The Data Protection Act is fast becoming the biggest thorn in the side of HR
professionals, and the Information Commission’s ham-fisted approach to
introducing guidance is largely to blame. The commission has excelled itself
yet again in making the final draft of its guidance on employee monitoring even
more unfriendly to employers than the first version. The commission is giving
employers’ groups, including the CBI and the CIPD, a last chance today to undo
some of the damage, but past experience gives no grounds for optimism.
The latest draft informs organisations that they must involve the police
before undertaking any covert monitoring of staff, and advises employers to
inform staff every time they intend to monitor them.

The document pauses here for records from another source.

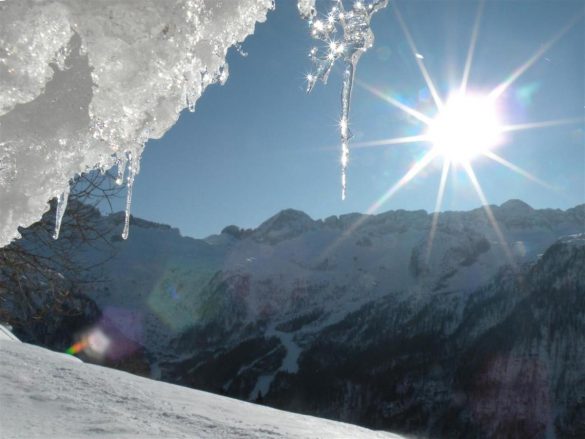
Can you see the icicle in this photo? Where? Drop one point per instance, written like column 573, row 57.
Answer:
column 60, row 211
column 132, row 171
column 121, row 164
column 357, row 39
column 240, row 50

The problem with this is if you tip off would-be pornographers and betrayers
of confidential company information that you’re about to monitor them, it is
likely to make the monitoring pointless. And is it really necessary under the
Act to inform staff they could be monitored before every work session, instead
of enshrining it in policy and informing all recruits of the fact on induction?
This is leaving aside concerns that it is not at all clear exactly how often HR
departments are supposed to remind staff. Should it be every day?
Of course the privacy of individuals needs to be protected in this
information age. But the simple fact is that employers’ business systems are
the property of the company. It is perfectly reasonable that employers monitor
the use of these systems to protect staff, customers and the business. The
proposed guidance makes it unnecessarily difficult to do this.
Worst of all, we shall once again have to wait for legal precedent to
clarify the scope of employment regulations. The Government’s manifesto promise
of a light touch on employment legislation is already looking very hollow.